Entretien

Un entretien d’embauche en Macronie (2/4)

Episode 2 : “Les trois sphères du moi”

 

Résumé de l’épisode précédent : Où le narrateur est « chassé » par un recruteur, puis lit le blog de la dirigeante de PME qu’il est censé bientôt rencontrer.

On y apprend, dans divers billets au lyrisme ésotérique, sorte de prose managériale à la gloire de sa propre méthode de développement personnel, que la dirigeante de la PME, à la différence de ses congénères en représentation permanente, préfère « être dans l’être » abus chronique de répétitions paresseuses — et se donner « la liberté d’être congruante (sic) à chaque moment » pour aligner « ce que je suis, ce que je dis, ce que je fais, les trois sphères du moi […] au service de ma mission de chef d’entreprise ».

La coquille a la malheur de souligner l’adjectif « congruente », atroce en français, qu’on dirait employé ici tel un anglicisme œcuménique, évocateur d’harmonie et de cohérence, insufflant un peu de yoga au management, dans une tautologie très premier degré condensable en l’équation Moi = Moi. Le style, gloubiboulguesque à souhait et parfaitement conforme à l’air du temps, se veut pourtant « écrit » ; il a même sa petite prétention symbolique, comme en témoigne l’allégorie poussive des « trois sphères du moi », que sous-tend quelque psychologie de bazar, quelque fumeuse théorie de la libération de soi déclinable en bullet points. Mais revenons au texte :

« Car oui, j’invente beaucoup. […] J’ai eu à inventer ma vie et ma carrière. Dans le mot invention il y a la notion d’ouverture et d’imaginaire. Un peu comme si l’aventure sans arrêt nous appelait. Inventer c’est se jeter dans l’inconnu avec courage, énergie et créativité. Je dis à mes collaborateurs, aux candidats : inventez ! Ici point de job description ou de moule dans lequel se fondre, je ne lis pas les CV et l’égrenage des expériences professionnelles ne m’intéresse pas. […] Il faut inventer une relation au réel, au client, au sujet. Inventer avec ce que l’on a au fond de soi, un savant mélange d’intuition, d’imagination, de compétences et d’adaptation au réel. »

C’est la quintessence de la sornette performative qui escamote la réalité odieusement prosaïque de l’entreprise — des histoires de sous, rien que des histoires de sous — au profit d’une faribole mystique célébrant l’entrepreneur comme artiste héroïque de sa propre vie. C’est l’injonction existentialiste qu’infiltre, dévoie, dévore de l’intérieur le dogme néolibéral de l’être augmenté s’auto-créant selon son bon plaisir.

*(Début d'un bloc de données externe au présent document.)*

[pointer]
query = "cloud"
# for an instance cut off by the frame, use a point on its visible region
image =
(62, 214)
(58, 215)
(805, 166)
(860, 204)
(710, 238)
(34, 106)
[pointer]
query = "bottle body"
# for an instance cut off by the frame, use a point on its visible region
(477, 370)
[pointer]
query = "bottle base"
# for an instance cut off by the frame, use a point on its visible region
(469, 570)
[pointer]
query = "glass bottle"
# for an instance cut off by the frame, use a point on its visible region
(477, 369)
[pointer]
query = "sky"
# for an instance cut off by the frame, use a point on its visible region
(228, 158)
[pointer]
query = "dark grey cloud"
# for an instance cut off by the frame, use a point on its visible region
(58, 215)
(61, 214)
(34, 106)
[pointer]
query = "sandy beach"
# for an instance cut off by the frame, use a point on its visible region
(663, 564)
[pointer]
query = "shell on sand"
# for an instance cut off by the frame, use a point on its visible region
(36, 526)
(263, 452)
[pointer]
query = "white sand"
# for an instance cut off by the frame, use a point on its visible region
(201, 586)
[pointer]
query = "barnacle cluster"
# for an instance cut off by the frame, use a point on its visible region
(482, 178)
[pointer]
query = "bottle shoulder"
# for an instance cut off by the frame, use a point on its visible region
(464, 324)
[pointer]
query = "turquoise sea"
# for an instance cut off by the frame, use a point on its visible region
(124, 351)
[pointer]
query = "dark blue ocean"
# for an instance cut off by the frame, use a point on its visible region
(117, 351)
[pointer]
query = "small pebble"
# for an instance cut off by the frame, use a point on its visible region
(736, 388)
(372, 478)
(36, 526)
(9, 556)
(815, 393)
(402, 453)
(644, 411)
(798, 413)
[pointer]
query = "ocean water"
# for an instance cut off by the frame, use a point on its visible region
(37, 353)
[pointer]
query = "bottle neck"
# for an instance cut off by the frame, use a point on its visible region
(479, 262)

D’un côté, cette mixture indigeste m’inspire une méfiance naturelle ; de l’autre, nécessité faisant loi, il me faut bien jouer à y croire, sans quoi je n’aurai pas la moindre chance de faire bonne impression en entretien. J’essaie donc naïvement de me convaincre que cette métaphore « artiste » de l’entreprise, aussi inepte soit-elle, a pour elle au moins le mérite de la bienveillance et de la sincérité. Également influencé par les mots du recruteur qualifiant mon profil d’« atypique » — comme on le dit à la télé des appartements mal foutus, invendables ; expression que j’aurais dû considérer depuis le début de mauvais augure — je rôde en moi-même mon discours avec la conviction qu’il s’agira d’apparaître authentique avant tout.